HONG KONG (Reuters) - Telecoms group China Unicom is raising $11.7 billion from about a dozen investors including tech giants Alibaba Group (BABA.N) and Tencent Holdings (0700.HK), as part of Beijing’s push for state-owned enterprises to be revitalized with private capital.
The deal represents the largest capital raising in the Asia-Pacific region since insurer AIA’s (1299.HK) 2010 market debut, as per Thomson Reuters data. It would also be the biggest deal in recent years under Beijing’s “mixed-ownership” reforms.
The Chinese government is seeking to rejuvenate state behemoths with private capital, with China Unicom among the first batch of state-owned enterprises slated for the mixed-ownership reforms, whose guidelines were issued in 2015.
The board of China Unicom’s Shanghai-listed unit, China United Network Communications Ltd (600050.SS), has approved an issue of shares to the investors, who also include Baidu (BIDU.O), JD.com (JD.O) and some other firms.
Investors will get a combined 35.2 percent stake in the Shanghai unit and will be allotted three board seats, the group’s Hong Kong unit, China Unicom Hong Kong (0762.HK), said on Wednesday.
Reuters had first reported about the fund raising plans in June.
Other major companies that have agreed to invest in China Unicom include insurer China Life Insurance (601628.SS), ride-hailing company DiDi Chuxing, and Shenzhen-based Chinese technology conglomerate Kuang-Chi Group.
“The mixed ownership will raise the innovation capability of the company ... allowing us to transform from a traditional operation to an integrated operator,” said Lu Yimin, president of China Unicom Hong Kong.
The deal is expected to be completed by end of the year, he said.
China Unicom group, formally known as China United Network Communications Group Co Ltd, is one of the world’s largest mobile carriers by user numbers but has faced a fiercely competitive market.
China Unicom group plans to use the proceeds to enhance its “4G capability, conduct 5G technical network trials and related business functions”, as well as invest in “innovative” businesses, the Hong Kong unit said in a presentation.
China has thousands of state-owned enterprises, many of them bloated and debt-ridden, and its mixed-ownership reforms are aimed at reviving the sector with private capital, creating stronger conglomerates capable of competing on the global stage.
Other state-owned enterprises selected to carry out Beijing’s pilot mixed-ownership reform scheme include China Eastern Air Holding [SASAHW.UL], China Southern Power Grid [CNPOW.UL] and China State Shipbuilding Corp [SASACN.UL].
China Eastern Air in June sold almost half of its freight unit to four firms, including Legend Holdings (3396.HK) and Global Logistic Properties GLPL.SI, in the Chinese aviation sector’s first mixed-ownership reform deal.
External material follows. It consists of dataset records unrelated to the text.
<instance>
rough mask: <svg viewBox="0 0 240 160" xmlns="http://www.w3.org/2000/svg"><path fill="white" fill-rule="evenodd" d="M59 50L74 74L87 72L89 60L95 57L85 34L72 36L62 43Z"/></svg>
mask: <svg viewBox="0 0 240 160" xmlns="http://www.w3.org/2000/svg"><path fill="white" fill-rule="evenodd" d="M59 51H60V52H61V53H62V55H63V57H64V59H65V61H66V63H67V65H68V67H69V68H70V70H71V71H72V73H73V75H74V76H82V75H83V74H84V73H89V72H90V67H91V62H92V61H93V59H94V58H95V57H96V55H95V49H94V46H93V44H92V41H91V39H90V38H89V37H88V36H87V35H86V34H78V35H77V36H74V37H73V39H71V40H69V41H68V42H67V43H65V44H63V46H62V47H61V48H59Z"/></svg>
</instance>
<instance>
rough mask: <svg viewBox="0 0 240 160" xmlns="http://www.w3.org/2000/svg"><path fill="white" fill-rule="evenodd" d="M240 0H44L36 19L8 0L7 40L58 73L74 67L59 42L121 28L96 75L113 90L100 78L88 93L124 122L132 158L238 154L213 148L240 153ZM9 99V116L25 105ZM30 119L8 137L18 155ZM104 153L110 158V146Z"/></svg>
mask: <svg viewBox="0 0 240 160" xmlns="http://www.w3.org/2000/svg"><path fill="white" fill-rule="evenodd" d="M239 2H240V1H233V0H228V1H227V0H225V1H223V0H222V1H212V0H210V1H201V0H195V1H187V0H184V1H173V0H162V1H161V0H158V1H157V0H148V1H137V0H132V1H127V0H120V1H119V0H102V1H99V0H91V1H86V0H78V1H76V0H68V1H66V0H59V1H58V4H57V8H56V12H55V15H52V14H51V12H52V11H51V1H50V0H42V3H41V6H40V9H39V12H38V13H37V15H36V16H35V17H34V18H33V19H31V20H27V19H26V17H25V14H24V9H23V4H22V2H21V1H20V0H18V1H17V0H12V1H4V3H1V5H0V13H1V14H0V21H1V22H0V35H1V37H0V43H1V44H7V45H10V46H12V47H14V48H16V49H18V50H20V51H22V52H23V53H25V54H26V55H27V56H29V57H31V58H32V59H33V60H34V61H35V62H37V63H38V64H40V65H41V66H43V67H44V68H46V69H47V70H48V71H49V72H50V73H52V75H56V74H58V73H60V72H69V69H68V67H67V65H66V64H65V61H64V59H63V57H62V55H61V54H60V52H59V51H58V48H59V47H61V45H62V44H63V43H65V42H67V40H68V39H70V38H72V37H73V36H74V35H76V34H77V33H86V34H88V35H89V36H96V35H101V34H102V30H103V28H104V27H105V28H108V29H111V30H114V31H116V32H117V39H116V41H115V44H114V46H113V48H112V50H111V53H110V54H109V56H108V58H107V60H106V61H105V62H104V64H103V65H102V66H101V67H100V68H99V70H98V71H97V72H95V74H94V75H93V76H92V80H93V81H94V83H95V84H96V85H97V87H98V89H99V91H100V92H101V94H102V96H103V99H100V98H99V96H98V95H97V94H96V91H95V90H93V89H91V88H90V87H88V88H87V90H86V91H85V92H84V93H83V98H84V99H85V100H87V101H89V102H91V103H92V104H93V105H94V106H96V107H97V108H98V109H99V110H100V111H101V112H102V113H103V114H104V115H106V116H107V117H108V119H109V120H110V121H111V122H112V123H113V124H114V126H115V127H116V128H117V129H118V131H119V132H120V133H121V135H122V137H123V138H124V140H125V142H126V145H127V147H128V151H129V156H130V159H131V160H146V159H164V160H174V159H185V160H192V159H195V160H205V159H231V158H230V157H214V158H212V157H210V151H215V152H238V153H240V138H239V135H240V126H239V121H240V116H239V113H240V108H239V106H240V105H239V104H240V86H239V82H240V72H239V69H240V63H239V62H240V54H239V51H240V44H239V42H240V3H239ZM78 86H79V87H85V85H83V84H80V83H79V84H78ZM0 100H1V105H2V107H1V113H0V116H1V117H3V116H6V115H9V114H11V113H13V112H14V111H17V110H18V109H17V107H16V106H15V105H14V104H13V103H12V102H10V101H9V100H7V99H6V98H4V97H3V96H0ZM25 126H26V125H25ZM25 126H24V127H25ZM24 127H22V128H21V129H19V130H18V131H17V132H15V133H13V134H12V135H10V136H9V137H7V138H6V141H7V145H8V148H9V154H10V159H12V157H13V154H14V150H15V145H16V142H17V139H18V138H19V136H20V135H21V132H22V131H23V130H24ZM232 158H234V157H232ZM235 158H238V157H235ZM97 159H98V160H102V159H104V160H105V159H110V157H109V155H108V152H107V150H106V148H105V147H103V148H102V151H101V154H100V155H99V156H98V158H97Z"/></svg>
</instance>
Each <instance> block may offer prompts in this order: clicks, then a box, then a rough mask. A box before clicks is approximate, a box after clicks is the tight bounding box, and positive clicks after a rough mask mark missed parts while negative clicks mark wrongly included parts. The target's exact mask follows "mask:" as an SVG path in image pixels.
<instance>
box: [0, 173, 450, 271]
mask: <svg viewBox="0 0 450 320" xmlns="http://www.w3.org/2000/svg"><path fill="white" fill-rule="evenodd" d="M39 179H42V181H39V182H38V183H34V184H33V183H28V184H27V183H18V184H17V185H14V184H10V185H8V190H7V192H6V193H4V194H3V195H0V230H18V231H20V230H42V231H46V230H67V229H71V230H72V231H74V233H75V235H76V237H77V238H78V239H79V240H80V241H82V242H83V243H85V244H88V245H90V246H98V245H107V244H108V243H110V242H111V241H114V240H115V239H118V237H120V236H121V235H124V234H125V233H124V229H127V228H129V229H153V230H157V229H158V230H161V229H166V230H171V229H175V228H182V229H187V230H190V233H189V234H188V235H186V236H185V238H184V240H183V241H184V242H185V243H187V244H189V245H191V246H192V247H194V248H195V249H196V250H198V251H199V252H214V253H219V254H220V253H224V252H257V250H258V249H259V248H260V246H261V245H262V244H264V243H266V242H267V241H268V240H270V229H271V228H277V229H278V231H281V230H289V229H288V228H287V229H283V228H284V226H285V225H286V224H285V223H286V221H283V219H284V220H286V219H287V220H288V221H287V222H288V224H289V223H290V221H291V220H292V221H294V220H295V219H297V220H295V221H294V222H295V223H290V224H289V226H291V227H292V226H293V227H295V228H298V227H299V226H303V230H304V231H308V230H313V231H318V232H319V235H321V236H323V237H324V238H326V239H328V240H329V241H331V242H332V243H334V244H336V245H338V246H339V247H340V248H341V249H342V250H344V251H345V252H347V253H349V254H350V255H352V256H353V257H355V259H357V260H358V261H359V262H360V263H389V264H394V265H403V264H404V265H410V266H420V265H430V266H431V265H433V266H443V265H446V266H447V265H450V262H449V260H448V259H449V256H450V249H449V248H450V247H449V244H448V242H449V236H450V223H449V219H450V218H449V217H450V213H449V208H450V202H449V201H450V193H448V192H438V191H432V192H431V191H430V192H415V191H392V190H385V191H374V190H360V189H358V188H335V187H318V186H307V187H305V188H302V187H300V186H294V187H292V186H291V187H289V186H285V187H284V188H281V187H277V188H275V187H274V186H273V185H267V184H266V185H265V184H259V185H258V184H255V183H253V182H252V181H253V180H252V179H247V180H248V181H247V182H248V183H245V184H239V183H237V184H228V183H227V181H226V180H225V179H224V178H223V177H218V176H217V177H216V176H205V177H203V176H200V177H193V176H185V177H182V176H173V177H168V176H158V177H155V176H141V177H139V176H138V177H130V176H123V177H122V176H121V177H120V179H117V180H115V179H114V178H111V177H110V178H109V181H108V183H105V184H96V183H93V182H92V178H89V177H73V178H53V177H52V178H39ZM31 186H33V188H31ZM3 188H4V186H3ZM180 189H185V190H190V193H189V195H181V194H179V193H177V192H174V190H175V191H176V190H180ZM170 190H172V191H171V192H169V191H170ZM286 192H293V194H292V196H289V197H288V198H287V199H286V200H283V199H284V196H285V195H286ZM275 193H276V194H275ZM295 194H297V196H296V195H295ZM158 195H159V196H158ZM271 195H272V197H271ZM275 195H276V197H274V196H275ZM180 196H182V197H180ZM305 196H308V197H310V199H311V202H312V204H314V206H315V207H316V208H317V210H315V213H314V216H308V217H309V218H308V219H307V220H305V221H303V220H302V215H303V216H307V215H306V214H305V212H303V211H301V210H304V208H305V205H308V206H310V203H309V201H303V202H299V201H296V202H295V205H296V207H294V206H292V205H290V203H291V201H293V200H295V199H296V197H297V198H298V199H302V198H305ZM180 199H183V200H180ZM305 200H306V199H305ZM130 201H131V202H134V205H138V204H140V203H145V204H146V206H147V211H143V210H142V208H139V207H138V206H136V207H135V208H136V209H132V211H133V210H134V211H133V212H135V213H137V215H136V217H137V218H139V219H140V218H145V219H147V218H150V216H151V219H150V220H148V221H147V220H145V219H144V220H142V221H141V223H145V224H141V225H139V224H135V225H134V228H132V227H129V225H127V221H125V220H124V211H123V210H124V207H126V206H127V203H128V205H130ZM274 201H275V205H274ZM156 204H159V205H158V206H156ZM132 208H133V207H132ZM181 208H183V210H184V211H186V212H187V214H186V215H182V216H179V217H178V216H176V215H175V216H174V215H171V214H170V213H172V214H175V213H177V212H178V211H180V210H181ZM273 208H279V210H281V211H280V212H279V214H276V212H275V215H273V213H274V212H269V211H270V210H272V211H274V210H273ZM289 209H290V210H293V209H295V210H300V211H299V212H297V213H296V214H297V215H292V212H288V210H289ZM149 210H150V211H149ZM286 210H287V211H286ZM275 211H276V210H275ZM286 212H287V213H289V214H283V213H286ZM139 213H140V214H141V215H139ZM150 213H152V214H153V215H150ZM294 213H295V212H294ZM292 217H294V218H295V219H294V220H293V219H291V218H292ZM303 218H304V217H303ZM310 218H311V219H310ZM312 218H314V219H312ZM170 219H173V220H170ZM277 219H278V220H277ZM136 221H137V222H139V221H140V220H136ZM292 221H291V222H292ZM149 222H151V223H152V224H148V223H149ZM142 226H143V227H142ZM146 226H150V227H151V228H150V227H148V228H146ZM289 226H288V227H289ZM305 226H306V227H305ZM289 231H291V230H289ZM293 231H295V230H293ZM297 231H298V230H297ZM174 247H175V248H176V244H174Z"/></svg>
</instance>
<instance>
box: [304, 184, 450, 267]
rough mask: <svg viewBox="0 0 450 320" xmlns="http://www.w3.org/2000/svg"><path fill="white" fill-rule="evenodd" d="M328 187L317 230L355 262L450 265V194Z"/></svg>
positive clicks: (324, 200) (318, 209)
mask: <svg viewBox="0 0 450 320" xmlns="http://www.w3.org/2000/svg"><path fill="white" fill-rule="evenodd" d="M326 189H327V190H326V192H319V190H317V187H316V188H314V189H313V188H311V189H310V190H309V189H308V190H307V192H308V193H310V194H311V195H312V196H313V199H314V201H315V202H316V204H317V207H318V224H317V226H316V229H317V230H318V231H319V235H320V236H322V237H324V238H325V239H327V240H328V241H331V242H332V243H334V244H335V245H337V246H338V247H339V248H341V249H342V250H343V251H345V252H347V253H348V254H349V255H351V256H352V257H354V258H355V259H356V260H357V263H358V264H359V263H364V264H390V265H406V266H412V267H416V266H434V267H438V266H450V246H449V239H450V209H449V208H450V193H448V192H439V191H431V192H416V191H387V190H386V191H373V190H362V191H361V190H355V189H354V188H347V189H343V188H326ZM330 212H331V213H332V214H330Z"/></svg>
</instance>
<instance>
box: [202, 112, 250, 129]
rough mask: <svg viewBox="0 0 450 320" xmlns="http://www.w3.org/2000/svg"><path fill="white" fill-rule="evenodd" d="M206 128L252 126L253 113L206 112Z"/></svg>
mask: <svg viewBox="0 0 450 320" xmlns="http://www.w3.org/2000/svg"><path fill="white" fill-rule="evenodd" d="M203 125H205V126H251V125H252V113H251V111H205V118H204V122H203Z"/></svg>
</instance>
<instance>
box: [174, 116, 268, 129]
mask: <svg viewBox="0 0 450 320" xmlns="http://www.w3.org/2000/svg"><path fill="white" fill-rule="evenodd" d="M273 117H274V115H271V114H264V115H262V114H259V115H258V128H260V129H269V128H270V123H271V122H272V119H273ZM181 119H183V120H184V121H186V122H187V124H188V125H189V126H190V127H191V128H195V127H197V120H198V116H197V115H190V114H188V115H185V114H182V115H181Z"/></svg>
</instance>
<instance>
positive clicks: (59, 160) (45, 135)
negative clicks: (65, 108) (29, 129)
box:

For China Unicom, analysts have said mixed-ownership reform could be a game-changer - even if substantial restructuring will be difficult, with or without private investors.
The investors will subscribe to about 9 billion new shares and purchase 1.9 billion shares of the Shanghai-listed unit from China Unicom group at a price of 6.83 yuan per share, resulting in a total investment of about 78 billion yuan ($11.65 billion).
China Unicom group’s holding will fall to 36.7 percent from 62.7 percent after the deal.
Share trading in China Unicom’s Shanghai-listed unit has been halted since it said in early April it would be part of the government’s mixed-ownership pilot. It gave no further details at that time. The stock’s last close was at 7.47 yuan.
Prior to that suspension, the unit’s market value topped $23 billion. A person with direct knowledge of the matter told Reuters on Wednesday that the Shanghai shares were expected to begin trading on Thursday.